Here are the lyrics:
I heard the bells on Christmas Day
Their old, familiar carols play,
and wild and sweet
The words repeat
Of peace on earth, goodwill to men!
And thought how, as the day had come,
The belfries of all Christendom
Had rolled along
The unbroken song
Of peace on earth, goodwill to men!
And in despair I bowed my head;
“There is no peace on earth,” I said;
“For hate is strong,
And mocks the song
Of peace on earth, goodwill to men!”
Then pealed the bells more loud and deep:
“God is not dead, nor doth He sleep;
The Wrong shall fail,
The Right prevail,
With peace on earth, goodwill to men.”

THE SONG’S STORY

Henry Wadsworth Longfellow—one of American history’s most respected poets—wrote this poem about the Civil War. His wife of 18 years died 1861. His son joined the Union army without his father’s blessing and was severely wounded. After the difficulties of the previous few years, Longfellow wrote the poem on Christmas of 1863. The poem was then turned into a song in 1872 by John Baptiste Calkin, who took out some of the more specific stanzas having to do with the war, such as:
Then from each black, accursed mouth
The cannon thundered in the South,
And with the sound
The carols drowned
Of peace on earth, goodwill to men!
In the 1962 novel Something Wicked This Way Comes, Ray Bradbury described this carol as “immensely moving, overwhelming, no matter what day or what month it was sung.”

THE BIBLICAL CONNECTION

The Christmas season is a well-known time for people to battle depression . For many people the oft-described great joy of Christmas seems foreign from their actual experience. Many are experiencing loneliness over being away from family and might be grieving their life situation or the broader circumstances of their community.
Because of the incarnation our Lord God isn’t absent from the world but he’s intimately involved in it. God entered human existence as an infant on the first Christmas night to begin his great work to heal the world’s brokenness:
“All this is from God, who through Christ reconciled us to himself and gave us the ministry of reconciliation; that is, in Christ God was reconciling the world to himself, not counting their trespasses against them, and entrusting to us the message of reconciliation.

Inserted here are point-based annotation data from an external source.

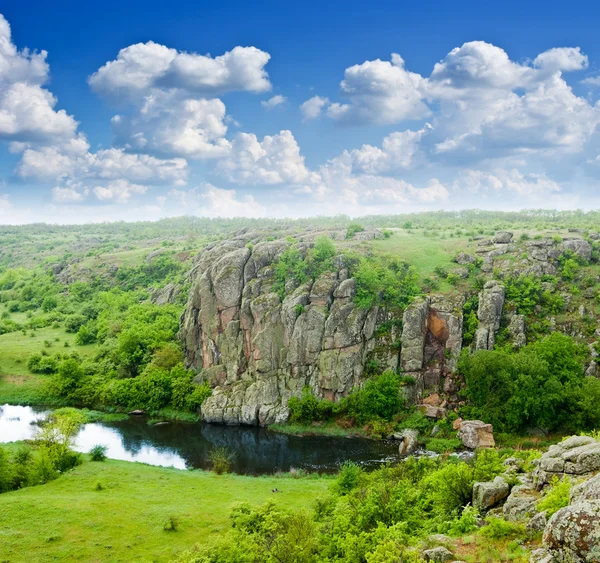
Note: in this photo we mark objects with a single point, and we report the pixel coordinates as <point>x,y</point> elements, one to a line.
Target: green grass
<point>423,252</point>
<point>320,429</point>
<point>15,348</point>
<point>69,520</point>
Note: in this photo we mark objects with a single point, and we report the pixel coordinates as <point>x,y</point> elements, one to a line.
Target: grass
<point>71,519</point>
<point>15,348</point>
<point>321,429</point>
<point>423,252</point>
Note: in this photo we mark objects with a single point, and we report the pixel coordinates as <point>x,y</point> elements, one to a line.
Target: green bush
<point>98,452</point>
<point>556,497</point>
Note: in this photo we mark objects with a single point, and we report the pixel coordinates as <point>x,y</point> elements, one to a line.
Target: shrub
<point>98,452</point>
<point>500,529</point>
<point>348,477</point>
<point>221,459</point>
<point>556,497</point>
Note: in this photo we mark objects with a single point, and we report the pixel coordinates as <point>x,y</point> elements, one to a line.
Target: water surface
<point>184,445</point>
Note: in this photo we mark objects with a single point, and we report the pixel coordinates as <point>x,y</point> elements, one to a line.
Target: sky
<point>137,110</point>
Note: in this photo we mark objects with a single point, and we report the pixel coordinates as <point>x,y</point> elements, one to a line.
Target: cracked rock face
<point>257,350</point>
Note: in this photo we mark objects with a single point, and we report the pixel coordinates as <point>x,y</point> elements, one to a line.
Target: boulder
<point>437,555</point>
<point>502,237</point>
<point>465,259</point>
<point>576,456</point>
<point>519,504</point>
<point>573,533</point>
<point>410,441</point>
<point>488,494</point>
<point>541,555</point>
<point>489,313</point>
<point>476,434</point>
<point>537,523</point>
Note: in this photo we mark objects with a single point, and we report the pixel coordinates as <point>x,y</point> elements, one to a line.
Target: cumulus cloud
<point>398,151</point>
<point>274,160</point>
<point>312,108</point>
<point>210,201</point>
<point>169,97</point>
<point>118,191</point>
<point>273,102</point>
<point>50,164</point>
<point>145,66</point>
<point>27,110</point>
<point>477,181</point>
<point>167,125</point>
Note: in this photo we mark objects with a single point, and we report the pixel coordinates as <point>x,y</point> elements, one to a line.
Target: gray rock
<point>541,555</point>
<point>573,533</point>
<point>516,329</point>
<point>489,313</point>
<point>437,555</point>
<point>537,523</point>
<point>502,237</point>
<point>476,434</point>
<point>489,493</point>
<point>410,441</point>
<point>587,490</point>
<point>465,259</point>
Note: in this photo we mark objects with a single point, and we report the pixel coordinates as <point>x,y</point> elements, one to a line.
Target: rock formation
<point>257,350</point>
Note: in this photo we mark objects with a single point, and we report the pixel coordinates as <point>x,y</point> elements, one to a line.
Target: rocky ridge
<point>256,350</point>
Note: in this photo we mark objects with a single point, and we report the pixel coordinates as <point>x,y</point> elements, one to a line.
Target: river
<point>183,445</point>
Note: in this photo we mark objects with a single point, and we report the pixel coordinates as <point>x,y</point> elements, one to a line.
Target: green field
<point>70,520</point>
<point>15,347</point>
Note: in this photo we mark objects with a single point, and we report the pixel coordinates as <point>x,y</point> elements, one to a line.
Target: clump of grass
<point>98,452</point>
<point>221,459</point>
<point>171,524</point>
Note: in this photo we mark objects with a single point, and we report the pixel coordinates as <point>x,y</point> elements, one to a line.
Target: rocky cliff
<point>257,349</point>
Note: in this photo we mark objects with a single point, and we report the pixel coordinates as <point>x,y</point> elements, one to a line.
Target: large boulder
<point>488,494</point>
<point>489,313</point>
<point>502,237</point>
<point>437,555</point>
<point>576,456</point>
<point>476,434</point>
<point>573,533</point>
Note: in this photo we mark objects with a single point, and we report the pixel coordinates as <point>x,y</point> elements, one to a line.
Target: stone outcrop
<point>476,434</point>
<point>573,533</point>
<point>488,494</point>
<point>256,349</point>
<point>489,313</point>
<point>576,456</point>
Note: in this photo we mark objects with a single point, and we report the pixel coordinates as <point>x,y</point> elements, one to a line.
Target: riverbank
<point>72,519</point>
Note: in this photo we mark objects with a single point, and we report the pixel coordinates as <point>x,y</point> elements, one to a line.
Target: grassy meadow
<point>116,511</point>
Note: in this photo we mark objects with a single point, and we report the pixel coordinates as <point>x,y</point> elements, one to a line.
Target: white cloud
<point>27,111</point>
<point>274,160</point>
<point>145,66</point>
<point>312,108</point>
<point>49,163</point>
<point>67,194</point>
<point>210,201</point>
<point>5,204</point>
<point>380,92</point>
<point>118,191</point>
<point>561,58</point>
<point>273,102</point>
<point>477,181</point>
<point>167,125</point>
<point>398,151</point>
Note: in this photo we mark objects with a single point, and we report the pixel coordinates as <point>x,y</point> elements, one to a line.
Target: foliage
<point>390,281</point>
<point>221,459</point>
<point>556,497</point>
<point>98,452</point>
<point>541,385</point>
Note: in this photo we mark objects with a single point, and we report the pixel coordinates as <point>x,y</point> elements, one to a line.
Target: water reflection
<point>257,450</point>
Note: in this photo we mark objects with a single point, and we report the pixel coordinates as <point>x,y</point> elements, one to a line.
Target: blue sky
<point>140,110</point>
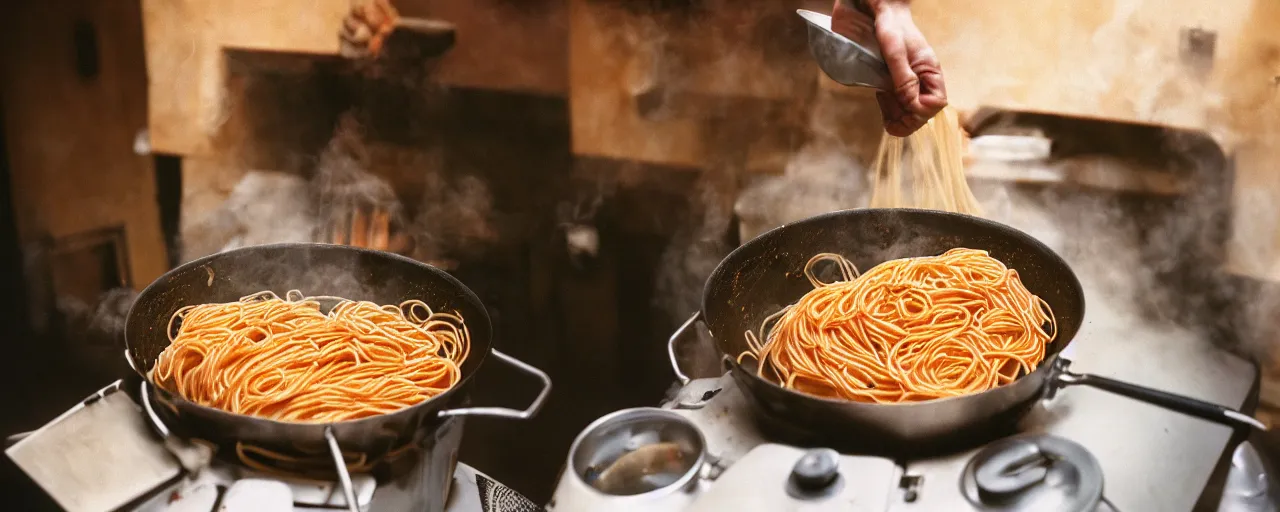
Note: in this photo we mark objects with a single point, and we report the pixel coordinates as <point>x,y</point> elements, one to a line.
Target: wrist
<point>877,7</point>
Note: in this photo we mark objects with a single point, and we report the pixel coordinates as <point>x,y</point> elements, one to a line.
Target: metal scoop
<point>848,62</point>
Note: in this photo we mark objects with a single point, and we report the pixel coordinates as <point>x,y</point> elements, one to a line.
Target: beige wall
<point>71,140</point>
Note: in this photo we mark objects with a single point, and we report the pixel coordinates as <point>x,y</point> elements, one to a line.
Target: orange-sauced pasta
<point>284,359</point>
<point>906,330</point>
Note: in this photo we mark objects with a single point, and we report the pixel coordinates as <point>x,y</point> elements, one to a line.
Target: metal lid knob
<point>1033,472</point>
<point>816,470</point>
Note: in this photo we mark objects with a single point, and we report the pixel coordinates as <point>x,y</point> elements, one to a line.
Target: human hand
<point>919,91</point>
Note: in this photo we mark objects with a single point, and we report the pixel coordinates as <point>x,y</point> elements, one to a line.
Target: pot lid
<point>1033,472</point>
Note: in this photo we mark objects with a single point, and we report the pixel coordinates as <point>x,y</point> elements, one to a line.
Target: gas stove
<point>76,458</point>
<point>1082,451</point>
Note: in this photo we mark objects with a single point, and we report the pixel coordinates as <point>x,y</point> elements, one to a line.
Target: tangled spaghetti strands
<point>906,330</point>
<point>935,176</point>
<point>283,359</point>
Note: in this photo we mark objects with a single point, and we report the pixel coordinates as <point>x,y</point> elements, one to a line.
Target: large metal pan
<point>766,274</point>
<point>320,270</point>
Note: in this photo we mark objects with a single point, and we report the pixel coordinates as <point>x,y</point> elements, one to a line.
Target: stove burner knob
<point>816,470</point>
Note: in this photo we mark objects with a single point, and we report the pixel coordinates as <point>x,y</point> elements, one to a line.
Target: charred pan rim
<point>741,254</point>
<point>443,397</point>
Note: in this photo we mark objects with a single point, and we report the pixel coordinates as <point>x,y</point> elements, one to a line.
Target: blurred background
<point>584,164</point>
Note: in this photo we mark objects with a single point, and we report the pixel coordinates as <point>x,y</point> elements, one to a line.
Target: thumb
<point>906,83</point>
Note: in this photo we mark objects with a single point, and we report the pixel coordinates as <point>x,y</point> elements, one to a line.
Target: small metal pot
<point>636,458</point>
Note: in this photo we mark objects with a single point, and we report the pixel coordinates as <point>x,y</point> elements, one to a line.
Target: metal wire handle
<point>348,493</point>
<point>671,347</point>
<point>511,414</point>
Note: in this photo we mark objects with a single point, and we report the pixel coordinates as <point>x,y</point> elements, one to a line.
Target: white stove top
<point>220,489</point>
<point>78,457</point>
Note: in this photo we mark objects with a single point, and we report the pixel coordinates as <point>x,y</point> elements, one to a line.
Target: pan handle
<point>671,346</point>
<point>1169,401</point>
<point>339,465</point>
<point>144,394</point>
<point>503,411</point>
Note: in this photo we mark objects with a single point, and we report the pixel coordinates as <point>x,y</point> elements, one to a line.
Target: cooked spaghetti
<point>284,359</point>
<point>906,330</point>
<point>936,158</point>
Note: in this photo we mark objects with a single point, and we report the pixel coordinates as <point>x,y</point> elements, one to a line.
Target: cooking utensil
<point>848,62</point>
<point>766,274</point>
<point>321,270</point>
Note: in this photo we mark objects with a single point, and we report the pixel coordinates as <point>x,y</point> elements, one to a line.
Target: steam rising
<point>350,196</point>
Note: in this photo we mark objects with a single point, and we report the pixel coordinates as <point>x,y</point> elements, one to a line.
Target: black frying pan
<point>766,274</point>
<point>319,270</point>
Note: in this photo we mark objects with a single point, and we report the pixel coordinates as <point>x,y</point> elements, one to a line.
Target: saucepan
<point>766,274</point>
<point>316,269</point>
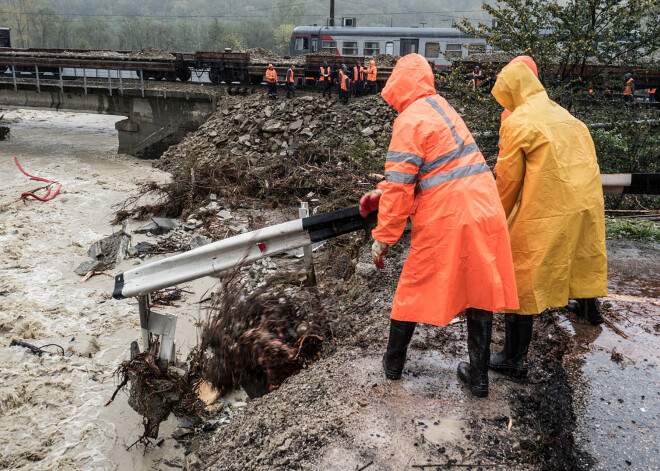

Therefore, we are ambassadors for Christ, God making his appeal through us. We implore you on behalf of Christ, be reconciled to God” (2 Corinthians 5:18–20).
“For in him all the fullness of God was pleased to dwell, and through him to reconcile to himself all things, whether on earth or in heaven, making peace by the blood of his cross.
And you, who once were alienated and hostile in mind, doing evil deeds, he has now reconciled in his body of flesh by his death, in order to present you holy and blameless and above reproach before him, if indeed you continue in the faith, stable and steadfast, not shifting from the hope of the gospel that you heard, which has been proclaimed in all creation under heaven, and of which I, Paul, became a minister (Colossians 1:19-23).
Longfellow was right, God is not dead or sleeping. The right will prevail and the wrong shall fail, and we have a child born in Bethlehem to thank for that.
Another Christmas carol that touches on the same theme is “Joy to the World.” Consider this stanza:
No more let sin and sorrow grow
Nor thorns infest the ground:
He comes to make his blessings flow
Far as the curse is found,
Far as the curse is found,
Far as, far as the curse is found.
“Joy to the World” also reminds us that, lying within the manger, is hope for the future. Because of Christmas, we know that God is at work in the world reconciling everything to Himself.